In mid October 2023, AWC forged a groundbreaking agreement with the Queensland Government's Department of Environment and Science (DES) to take on the stewardship of the wombat population residing within the 130-hectare Richard Underwood Nature Refuge (RUNR), situated just 45 minutes from St George.
Notably, this marks the first occasion in which a private conservation organisation has been entrusted with the responsibility of managing a critically endangered species in collaboration with DES and the Queensland Government. This accord further extends the partnership initially established in 2021 between AWC and DES, focusing on joint research and management initiatives for the refuge's wombats.
Australian Wildlife Conservancy Plans For The Nothern Hairy-Nosed Wombat
Within this historic agreement, AWC will not only maintain but also enhance DES' existing programme at the refuge by assuming additional research and management responsibilities. This includes AWC's recent collaboration with The Wombat Foundation, employing ground-penetrating radar technology to comprehensively map and understand the wombat's burrowing system. Insights gleaned from this study are anticipated to guide the design of 'starter' burrows for future translocations of the species. AWC's initiatives also encompass conducting a population census and genetic management efforts at RUNR to formulate a comprehensive genetic management plan.
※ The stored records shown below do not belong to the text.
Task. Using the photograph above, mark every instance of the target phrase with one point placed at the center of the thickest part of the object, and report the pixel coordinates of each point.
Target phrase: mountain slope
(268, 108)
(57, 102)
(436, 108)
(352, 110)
AWC is committed to the continuation of the refuge's comprehensive threat management program, focusing on safeguarding the wombats and their habitat. This programme encompasses fire and weed management, as well as feral predator and herbivore management. Maintenance efforts will ensure the continued integrity of the site's wild dog and fox exclusion fence.
Fun Facts About The Northern Hairy-Nosed Wombat
- Distinctive Appearance - These wombats are recognized by their broad noses, pointed ears, soft grayish fur, and faint black eye patches. Their appearance sets them apart from the more common Southern Hairy-Nosed Wombat.
- Burrowing Masters - Northern Hairy-Nosed Wombats are expert burrowers and spend most of their lives underground. Their burrows help them stay cool during hot Australian summers and provide protection from predators.
- Slow Reproduction - These wombats have a low reproductive rate, with females giving birth to only one joey every two to three years. This contributes to their vulnerable status.
- Habitat and Diet - They primarily inhabit open eucalypt woodlands in Australia and feed on grasses and sedges. The decline in their numbers has been associated with the loss of their preferred habitat due to grazing and competition with livestock and rabbits.
We’re absolutely thrilled that continued monitoring and protection efforts are in place for the Hairy-Nosed Wombat. These agreements, provide hope for the survival of this unique species and we can’t wait to see them walking around for many years to come!